El saber supeditado al Dogma parece ser una constante, que impide que se cumpla la máxima Socrática de hacernos libres, impidiéndonos salir de una nueva jaula de hierro weberiana, tan racional y cuadriculada que no nos deja espacio para imaginación transformadora alguna -desde Kant hasta el graffitero de mi barrio- relegándonos a ser solo notarios de una vida que pasa mientras nosotros hacemos otros planes. Imagina que diría Lenon….
Y es que nuevos dogmas sustituyen a los antiguos o se disfrazan de gatopardo para que todo siga más o menos igual. Dios contrata como profesor asociado a los Mercados (El último contrato se llama Bolonia) mientras “los refugiados” sangran el estigma de los pecados ajenos.
Sin embargo, el estudiante, sea cual sea su “escuela”, siempre ha sentido la necesidad de rebelarse contra el dogmatismo.
Y siempre han habido “gotas que han colmado el vaso” sacándonos de ese letargo aprehendido bajo el catecismo de las once varas. Ahora llueve en la frontera de Europa.
Así, durante el franquismo, una de tantas, fue la condena de cárcel a Sánchez Albornoz y Manuel Lamana, acusados de pintar en la fachada de la facultad de Filosofía un lema imborrable -escrito con nitrato de plata- que decía “¡Viva La Universidad Libre! ¡Abajo el fascismo! ¡Libertad!”.
O el intento del régimen de apropiarse de la figura de Ortega y Gasset, tras su muerte en octubre de 1955, cuya respuesta evidenció la existencia de un movimiento estudiantil vivo y activo capaz de ir más allá del Título de Licenciado.
Décadas de estado del bienestar, como distopía auto-cumplida de democracia liberal, fueron perfilando, a golpe de términos como tasa de paro juvenil, especialización, competitividad, liberalización del mercado laboral, entre otras, ese “sé práctica y estudia algo con salida”. ¿Hacia dónde? …

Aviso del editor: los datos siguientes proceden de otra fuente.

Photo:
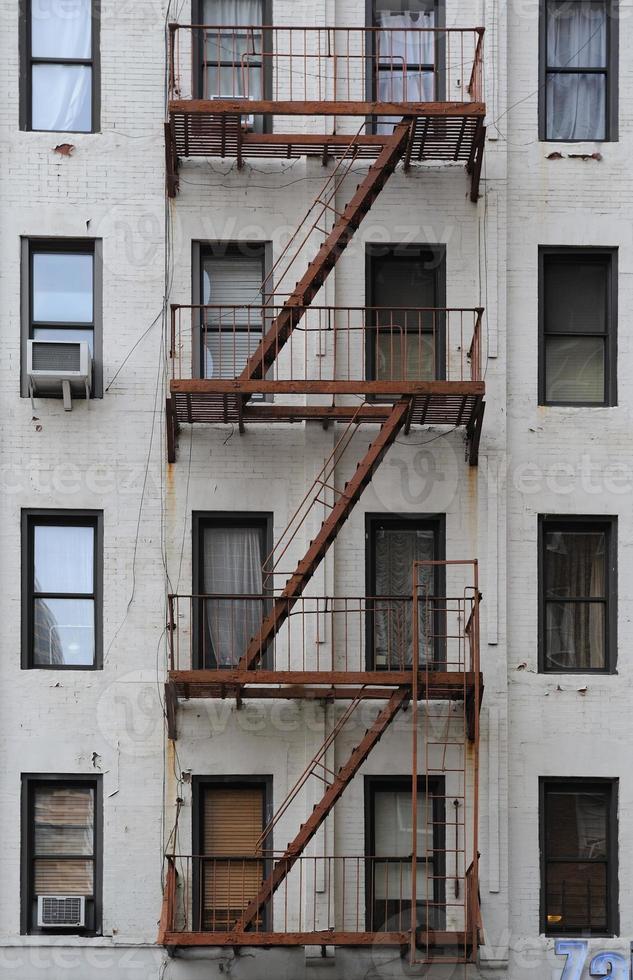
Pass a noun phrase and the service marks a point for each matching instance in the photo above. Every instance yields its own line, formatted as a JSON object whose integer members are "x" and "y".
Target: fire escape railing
{"x": 325, "y": 64}
{"x": 348, "y": 344}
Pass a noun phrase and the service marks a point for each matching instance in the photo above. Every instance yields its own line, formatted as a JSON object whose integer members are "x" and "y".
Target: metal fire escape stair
{"x": 346, "y": 225}
{"x": 398, "y": 700}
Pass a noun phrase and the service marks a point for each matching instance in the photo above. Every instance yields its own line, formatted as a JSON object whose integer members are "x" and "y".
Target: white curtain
{"x": 232, "y": 567}
{"x": 576, "y": 38}
{"x": 61, "y": 98}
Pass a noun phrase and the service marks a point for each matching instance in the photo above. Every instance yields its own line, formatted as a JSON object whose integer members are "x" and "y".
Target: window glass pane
{"x": 576, "y": 897}
{"x": 61, "y": 29}
{"x": 577, "y": 33}
{"x": 576, "y": 107}
{"x": 64, "y": 558}
{"x": 233, "y": 13}
{"x": 64, "y": 820}
{"x": 575, "y": 370}
{"x": 63, "y": 632}
{"x": 62, "y": 287}
{"x": 575, "y": 295}
{"x": 575, "y": 564}
{"x": 575, "y": 636}
{"x": 232, "y": 566}
{"x": 63, "y": 876}
{"x": 577, "y": 825}
{"x": 76, "y": 335}
{"x": 61, "y": 98}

Atrás quedarían el No a la OTAN y el posterior NO a la Guerra, todos ellos resucitados en un 15M nostálgico de un pasado que quizás nunca existió como lo habíamos imaginado, pero que buscaba, a su manera, decir otra vez abajo el fascismo, -se vista como se vista-, frente a esa dictadura de los mercados contra la que cuesta más rebelarse, porque no se ve tan nítida como la figura del caudillo.
Es la fotografía de nuestros días desenfocada por el “selfie” de un atentando a las puertas de un libro-cara en el que “compartir” es cada vez más sinónimo de “vender”.
Pero el “eterno estudiante” no se da por vencido, y aún hay quien se niega a verse reducido a memorizador y ejecutor de datos, como si de una aplicación más del móvil se tratara. Porque, sin olvidar que “preguntar no es delito”, levantar la voz por quienes se le ha sido negada, es más necesario que nunca. Es, cuando menos, una de las once varas donde meterse.
El grupo de Pasaje Seguro surgido en la UC es esa parte irrenunciable de la universidad que aún cree posible albergar conocimiento, saber y espíritu crítico y así evitar convertirnos en meros “emoticonos”. Gracias.